Nach digitalen Tests und Erprobungen auf dem Prüfstand legen die rund 200 Prototypen und Vorserienfahrzeuge des EQC mehrere Millionen Kilometer auf vier Kontinenten zurück. Zum Versuchsprogramm gehören über 500 Einzeltests in Europa, Nordamerika, Asien und Afrika. Der EQC wird über drei Winter und drei Sommer Temperaturen von minus 35° bis hin zu über plus 50° Celsius ausgesetzt. Diese Tests dienen der letzten Absicherung, bevor der EQC schließlich in Kundenhand übergeht.

Die Wintererprobung

Getestet wird in Arjeplog in Lappland, auf der Straße und speziell eingerichteten Prüfstrecken. Die Erprobung beginnt jedoch schon früher: In Sindelfingen werden in Iterationsschleifen die Bauteile optimiert und die neuesten Varianten in den Fahrzeugen verbaut.

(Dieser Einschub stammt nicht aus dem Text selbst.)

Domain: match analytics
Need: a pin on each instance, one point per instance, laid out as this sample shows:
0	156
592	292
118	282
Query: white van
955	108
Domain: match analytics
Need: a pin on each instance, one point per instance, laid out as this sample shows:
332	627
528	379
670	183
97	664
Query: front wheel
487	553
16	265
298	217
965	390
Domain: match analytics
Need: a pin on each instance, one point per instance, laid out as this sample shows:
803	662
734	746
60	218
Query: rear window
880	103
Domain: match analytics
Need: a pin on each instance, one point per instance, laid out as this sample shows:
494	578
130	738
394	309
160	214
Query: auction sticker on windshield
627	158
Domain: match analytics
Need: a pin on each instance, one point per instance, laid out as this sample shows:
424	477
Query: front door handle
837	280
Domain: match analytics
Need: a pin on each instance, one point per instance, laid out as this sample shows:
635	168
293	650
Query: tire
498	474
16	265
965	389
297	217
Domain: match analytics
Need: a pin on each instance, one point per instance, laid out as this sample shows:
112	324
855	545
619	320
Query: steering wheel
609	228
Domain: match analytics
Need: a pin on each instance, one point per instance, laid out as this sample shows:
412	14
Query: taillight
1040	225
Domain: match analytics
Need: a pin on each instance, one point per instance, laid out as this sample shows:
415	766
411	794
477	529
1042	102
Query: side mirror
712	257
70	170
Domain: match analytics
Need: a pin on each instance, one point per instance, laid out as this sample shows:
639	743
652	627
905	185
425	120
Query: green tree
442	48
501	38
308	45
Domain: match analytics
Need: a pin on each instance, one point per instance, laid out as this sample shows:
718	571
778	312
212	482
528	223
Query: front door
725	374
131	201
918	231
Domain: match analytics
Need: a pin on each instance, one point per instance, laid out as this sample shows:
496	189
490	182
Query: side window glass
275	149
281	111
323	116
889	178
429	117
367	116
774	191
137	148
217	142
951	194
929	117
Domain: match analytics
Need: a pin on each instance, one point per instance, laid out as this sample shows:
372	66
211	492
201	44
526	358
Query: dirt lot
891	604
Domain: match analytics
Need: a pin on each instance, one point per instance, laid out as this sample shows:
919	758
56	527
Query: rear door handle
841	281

Die Phase der Wintererprobung ist streng durchgetaktet: Jeder Tag beginnt mit einer Frühbesprechung, in der die Aktivitäten definiert werden. Abends folgt das Pendant mit Rückmeldungen der Erprobungsmannschaft, Ergebnissen des Tages und der Maßnahmenplanung für die weiteren Tage und Wochen.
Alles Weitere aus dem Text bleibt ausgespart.